I saw this post and initially skipped it because I know how crypto threads go on HN. Then saw on LinkedIn it was from you. Can confirm, this gent is a great engineer and is actually a nice guy.
"If you've got" may not be formal "correct" English, but everyone understands it and it's used quite commonly in daily speech (and writing). I would wager that "if you've got" may actually be preferable to "if you have," in order to engage the reader at a more comfortable, personal level.
Germans tend to pronounce A's in English as if they were E's ("cat" is pronounced as "k-eh-t" instead of "k-ah-t" -- which I don't really understand since A in German is pronounced as "ah"), so I'm not sure if everything you learned in English class is correct ;-)
English class in Germany told me to pronounce it the "k-ah-t" way because they were primarily teaching British English, but I think a lot of exposure to US Media brings people to pronounce it "k-eh-t" (and maybe overdoing it in trying to do so).
That's another thing I distinctively remember from English class in Germany, being taught the British pronunciation that, at that young age, was much less familiar to me than American pronunciation, and some slight confusion around that.
I’m a native (non-American) English speaker and the American pronunciation, to me, doesn’t sound like keht at all. (German was technically my first language, although English became my main language at an early age, so I’m quite used to German accents, so it’s definitely not caused by the native accents imho)
I once (when I was ~15 or so) had an argument with a kid who simply would not believe me that the letters C-A-T aren’t pronounced keht
The English books seemed to teach the correct thing, however, using the correct IPA and giving the correct hints.

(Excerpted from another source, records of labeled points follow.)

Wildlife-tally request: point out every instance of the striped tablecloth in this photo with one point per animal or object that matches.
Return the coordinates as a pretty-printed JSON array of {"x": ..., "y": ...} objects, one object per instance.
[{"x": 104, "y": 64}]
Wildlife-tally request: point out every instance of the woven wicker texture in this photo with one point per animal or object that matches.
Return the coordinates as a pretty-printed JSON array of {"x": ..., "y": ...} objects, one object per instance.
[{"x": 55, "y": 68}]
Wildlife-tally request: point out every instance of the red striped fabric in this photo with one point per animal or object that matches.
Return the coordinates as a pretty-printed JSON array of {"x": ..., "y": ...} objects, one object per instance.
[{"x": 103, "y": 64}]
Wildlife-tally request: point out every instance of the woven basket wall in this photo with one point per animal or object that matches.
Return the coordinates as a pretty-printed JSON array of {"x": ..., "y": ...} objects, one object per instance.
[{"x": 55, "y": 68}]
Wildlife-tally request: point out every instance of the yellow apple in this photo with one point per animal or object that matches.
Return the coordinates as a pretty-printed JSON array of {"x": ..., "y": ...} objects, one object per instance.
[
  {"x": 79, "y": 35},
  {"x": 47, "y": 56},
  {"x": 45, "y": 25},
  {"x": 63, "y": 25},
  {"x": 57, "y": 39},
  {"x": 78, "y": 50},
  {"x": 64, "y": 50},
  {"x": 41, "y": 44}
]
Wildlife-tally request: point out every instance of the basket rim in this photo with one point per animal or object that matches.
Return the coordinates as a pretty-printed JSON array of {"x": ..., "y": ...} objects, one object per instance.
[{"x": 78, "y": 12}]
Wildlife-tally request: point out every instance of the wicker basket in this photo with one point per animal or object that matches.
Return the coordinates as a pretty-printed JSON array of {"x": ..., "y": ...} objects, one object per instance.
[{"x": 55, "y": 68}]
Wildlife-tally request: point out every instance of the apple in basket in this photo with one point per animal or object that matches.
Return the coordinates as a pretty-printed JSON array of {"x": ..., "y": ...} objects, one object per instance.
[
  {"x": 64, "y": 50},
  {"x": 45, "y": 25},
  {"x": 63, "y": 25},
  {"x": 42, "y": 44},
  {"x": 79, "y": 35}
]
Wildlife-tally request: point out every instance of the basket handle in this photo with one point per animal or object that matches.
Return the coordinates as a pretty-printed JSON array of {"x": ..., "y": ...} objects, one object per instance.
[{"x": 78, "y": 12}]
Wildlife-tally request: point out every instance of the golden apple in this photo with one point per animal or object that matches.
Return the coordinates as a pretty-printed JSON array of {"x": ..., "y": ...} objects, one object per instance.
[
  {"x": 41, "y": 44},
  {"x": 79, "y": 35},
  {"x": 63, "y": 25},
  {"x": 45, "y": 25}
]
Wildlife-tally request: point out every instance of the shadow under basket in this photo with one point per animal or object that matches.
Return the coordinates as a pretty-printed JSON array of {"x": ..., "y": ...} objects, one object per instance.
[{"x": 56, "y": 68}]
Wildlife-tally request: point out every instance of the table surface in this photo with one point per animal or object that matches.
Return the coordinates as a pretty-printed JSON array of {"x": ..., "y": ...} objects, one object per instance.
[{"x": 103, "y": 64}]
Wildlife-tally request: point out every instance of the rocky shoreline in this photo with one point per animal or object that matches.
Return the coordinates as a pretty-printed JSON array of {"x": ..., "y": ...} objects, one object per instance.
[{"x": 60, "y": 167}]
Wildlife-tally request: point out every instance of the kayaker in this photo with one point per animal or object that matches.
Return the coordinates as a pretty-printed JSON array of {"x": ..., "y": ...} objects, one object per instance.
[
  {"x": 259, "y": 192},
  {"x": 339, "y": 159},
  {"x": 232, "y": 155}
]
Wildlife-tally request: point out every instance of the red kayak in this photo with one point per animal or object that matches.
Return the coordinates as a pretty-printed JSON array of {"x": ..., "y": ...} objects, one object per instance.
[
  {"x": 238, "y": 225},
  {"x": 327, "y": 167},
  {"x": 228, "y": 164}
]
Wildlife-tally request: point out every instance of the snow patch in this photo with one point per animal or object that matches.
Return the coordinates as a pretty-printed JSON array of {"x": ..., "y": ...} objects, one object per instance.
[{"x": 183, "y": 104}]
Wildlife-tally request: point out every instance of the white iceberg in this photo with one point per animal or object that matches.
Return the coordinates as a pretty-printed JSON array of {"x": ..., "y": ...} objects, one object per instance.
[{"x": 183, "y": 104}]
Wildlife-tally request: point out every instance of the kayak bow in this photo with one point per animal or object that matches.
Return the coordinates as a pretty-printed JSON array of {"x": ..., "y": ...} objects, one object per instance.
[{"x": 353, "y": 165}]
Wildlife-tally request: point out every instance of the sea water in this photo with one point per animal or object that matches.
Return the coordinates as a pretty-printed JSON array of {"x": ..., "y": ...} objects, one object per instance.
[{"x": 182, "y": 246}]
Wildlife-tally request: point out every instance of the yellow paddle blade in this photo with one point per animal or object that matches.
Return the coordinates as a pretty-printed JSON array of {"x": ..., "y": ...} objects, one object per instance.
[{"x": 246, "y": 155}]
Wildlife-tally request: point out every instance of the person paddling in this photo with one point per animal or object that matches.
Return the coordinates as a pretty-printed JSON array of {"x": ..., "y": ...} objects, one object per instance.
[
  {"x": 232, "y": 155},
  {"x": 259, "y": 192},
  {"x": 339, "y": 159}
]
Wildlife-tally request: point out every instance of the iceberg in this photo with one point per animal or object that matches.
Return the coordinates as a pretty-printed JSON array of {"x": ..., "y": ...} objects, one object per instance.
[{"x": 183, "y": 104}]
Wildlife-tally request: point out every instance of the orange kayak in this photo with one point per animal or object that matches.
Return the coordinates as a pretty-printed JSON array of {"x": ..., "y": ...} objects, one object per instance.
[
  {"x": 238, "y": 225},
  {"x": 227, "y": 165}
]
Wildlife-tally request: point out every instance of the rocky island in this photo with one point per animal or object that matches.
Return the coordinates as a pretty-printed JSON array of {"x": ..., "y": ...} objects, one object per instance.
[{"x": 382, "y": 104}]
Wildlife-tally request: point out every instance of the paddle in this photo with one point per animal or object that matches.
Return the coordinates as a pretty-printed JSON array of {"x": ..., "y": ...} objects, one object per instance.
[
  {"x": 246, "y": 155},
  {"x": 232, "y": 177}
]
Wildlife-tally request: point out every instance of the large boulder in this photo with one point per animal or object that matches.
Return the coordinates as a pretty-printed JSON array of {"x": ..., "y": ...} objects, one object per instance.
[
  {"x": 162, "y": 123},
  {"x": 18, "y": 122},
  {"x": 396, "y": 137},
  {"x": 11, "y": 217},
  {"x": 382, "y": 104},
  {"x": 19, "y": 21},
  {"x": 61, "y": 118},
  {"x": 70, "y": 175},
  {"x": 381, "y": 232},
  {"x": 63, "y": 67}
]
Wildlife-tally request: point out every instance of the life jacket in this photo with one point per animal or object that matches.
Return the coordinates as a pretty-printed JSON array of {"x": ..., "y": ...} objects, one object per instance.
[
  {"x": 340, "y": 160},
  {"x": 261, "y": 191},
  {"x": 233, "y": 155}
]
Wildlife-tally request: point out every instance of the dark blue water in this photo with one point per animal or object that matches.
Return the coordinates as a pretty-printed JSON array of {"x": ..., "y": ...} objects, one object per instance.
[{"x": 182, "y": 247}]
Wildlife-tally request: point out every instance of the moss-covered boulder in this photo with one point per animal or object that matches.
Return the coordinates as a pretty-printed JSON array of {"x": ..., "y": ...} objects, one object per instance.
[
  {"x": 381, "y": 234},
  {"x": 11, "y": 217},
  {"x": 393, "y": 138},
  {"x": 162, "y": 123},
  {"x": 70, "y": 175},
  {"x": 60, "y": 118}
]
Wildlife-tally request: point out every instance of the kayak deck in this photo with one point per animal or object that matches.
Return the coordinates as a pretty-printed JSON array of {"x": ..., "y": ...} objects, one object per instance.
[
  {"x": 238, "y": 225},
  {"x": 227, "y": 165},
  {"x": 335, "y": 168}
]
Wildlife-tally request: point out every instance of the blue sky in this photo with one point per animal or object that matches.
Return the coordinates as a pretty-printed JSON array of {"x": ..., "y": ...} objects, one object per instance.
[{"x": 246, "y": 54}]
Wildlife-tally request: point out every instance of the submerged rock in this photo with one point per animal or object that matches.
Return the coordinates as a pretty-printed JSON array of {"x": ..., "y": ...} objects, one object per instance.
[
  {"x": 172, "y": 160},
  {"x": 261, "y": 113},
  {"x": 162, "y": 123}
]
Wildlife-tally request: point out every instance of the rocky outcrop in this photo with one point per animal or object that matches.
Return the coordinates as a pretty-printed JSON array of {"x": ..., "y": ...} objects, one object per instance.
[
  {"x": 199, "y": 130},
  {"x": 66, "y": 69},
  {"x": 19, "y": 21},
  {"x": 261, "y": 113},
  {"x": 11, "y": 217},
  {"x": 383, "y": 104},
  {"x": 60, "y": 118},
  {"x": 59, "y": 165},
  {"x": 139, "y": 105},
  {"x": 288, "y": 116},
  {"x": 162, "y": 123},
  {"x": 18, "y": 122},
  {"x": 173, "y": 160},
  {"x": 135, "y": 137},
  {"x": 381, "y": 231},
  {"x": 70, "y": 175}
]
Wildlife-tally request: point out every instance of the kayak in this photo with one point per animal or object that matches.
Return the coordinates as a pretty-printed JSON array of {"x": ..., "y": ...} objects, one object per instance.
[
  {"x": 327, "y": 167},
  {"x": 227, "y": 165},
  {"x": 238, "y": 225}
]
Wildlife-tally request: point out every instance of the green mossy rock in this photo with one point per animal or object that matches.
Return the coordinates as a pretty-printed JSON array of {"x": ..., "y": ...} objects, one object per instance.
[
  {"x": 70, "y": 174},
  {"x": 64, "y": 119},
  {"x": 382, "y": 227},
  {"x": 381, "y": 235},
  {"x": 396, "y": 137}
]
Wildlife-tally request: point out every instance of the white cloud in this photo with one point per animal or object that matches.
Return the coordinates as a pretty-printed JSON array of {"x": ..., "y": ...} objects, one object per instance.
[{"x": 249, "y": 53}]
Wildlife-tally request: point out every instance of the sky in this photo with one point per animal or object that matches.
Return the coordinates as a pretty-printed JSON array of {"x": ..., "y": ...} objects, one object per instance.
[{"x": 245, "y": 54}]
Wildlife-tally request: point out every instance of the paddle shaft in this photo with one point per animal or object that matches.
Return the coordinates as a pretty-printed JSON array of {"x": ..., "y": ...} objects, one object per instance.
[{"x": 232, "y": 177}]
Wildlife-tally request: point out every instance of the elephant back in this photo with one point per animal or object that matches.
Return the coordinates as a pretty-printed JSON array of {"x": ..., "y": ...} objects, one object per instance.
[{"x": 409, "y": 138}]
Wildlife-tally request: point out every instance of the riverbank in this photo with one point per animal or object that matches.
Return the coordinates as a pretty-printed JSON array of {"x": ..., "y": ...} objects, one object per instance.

Just like with "I've got [something]".
It's also definitely not the case that the "a" in American English "cat" is pronounced like "a" usually is in German. In that case, the "a" sounds much closer to a German "e" then a German "a". The IPA for AE "cat" is kæt, not kat (where in some parts of Britain it actually is kat).
Perhaps it is the american accent they are taught, americans would say keht.
I always thought it was strange football was fussball in german, yet they'd call in soccer in english.
Except the American accent doesn’t say keht — maybe there’s a slight hint (cough accent) of it, but it’s very slight, while the German way sounds rather odd, I bet even to Americans.
You're misparsing the sentence: "If you’ve got interesting technical analysis [or optimization] problems". "Technical analysis" is an adjective, not a noun.